The recent recession has sparked a growing interest in making the most of “big data,” especially for businesses experiencing new forms of customer churn or those looking to explore more detailed risk assessment and fraud detection. To do so, new research by The Data Warehousing Institute (TDWI) reveals more and more organizations are seeking out new tools and new platforms to perform what it calls “big-data analytics,” and vendors are...
“We’ve seen a real growth spurt over the last three years,” said Philip Russom, the research director for data management at TDWI, adding that big data originally was a storage issue. When CPU and storage technology became more accessible, some businesses realized they now had the ability to perform big-data analytics -- a phrase Russom defines as accessing large data sets by employing a combination of advanced analytics tools like predictive analytics, data mining, statistics, artificial intelligence and natural language processing.
TDWI hasn’t been the only research firm to take notice of big data’s impact on the industry. Earlier this summer, big data, coupled with extreme information processing and management, made its first appearance on Gartner Inc.’s annual hype cycle of emerging technologies.

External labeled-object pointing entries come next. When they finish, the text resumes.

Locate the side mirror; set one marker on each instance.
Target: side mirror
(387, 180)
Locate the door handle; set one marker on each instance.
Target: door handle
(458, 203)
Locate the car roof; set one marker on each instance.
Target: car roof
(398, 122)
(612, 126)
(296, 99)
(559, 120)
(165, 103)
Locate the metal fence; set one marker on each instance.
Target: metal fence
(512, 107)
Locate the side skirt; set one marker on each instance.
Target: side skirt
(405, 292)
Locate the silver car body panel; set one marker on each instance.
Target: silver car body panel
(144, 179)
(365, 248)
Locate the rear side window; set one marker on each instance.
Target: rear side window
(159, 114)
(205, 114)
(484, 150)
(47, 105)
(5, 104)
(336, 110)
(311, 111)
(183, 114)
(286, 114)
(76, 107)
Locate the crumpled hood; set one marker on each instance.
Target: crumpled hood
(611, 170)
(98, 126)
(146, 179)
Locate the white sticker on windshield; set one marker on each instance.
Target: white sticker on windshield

The cycle, which tracks how surfacing technologies progress from hype into high-growth adoption, situates big data on the initial rising slope, heading toward “the peak of inflated expectations,” an indication that it still has a long journey in front of it.
Overall, the TDWI survey results provide a snapshot of big-data analytics, revealing that even the term itself hasn’t quite been synchronized among the survey’s 325 participants of corporate IT professionals, business users and consultants from small, midsized and large organizations.
While only 18% of respondents actually call this kind of work “big-data analytics,” 34% of organizations reported they are tapping into large data sets using a collection of advanced analytics tools.
A majority of the survey’s participants reported interest in applying big-data analytics to customer relations -- from identifying new sales and marketing opportunities to understanding customer behavior. Forty-five percent of respondents also hope diving into large data sets will provide better business insight.
Results showed that about 75% of businesses have deployed advanced analytics, though 40% indicated they are not yet using those tools to tap into big data, and the survey also held a few surprises.
Advanced data visualization, for example, topped the list of the hottest growing technologies. The tools enable users to produce sophisticated charts, maps and graphs -- layered with information or capturing more ephemeral data, like relationships -- and are capable of including a large number of data points.
“I expected to see a lot of the more nerdy stuff,” Russom said. “Advanced data visualization is not really an analytics tool and it’s not necessarily for big data either.”
Another surprise for Russom: the lack of real-time data collection and analytics.
“It’s been a journey for all kinds of organizations to figure out how to store data, how to do advanced analytics and how to put the two together,” Russom said. “Beyond that is real time, and there weren’t nearly as many users doing real-time data collection or analysis as I thought.”
In fact, one survey respondent wrote: “We survived the scalability crisis by buying cheap infrastructure, such that big data is now a good thing instead of a problem. Now, if we could just solve the real-time data processing crisis, we’d be all set!”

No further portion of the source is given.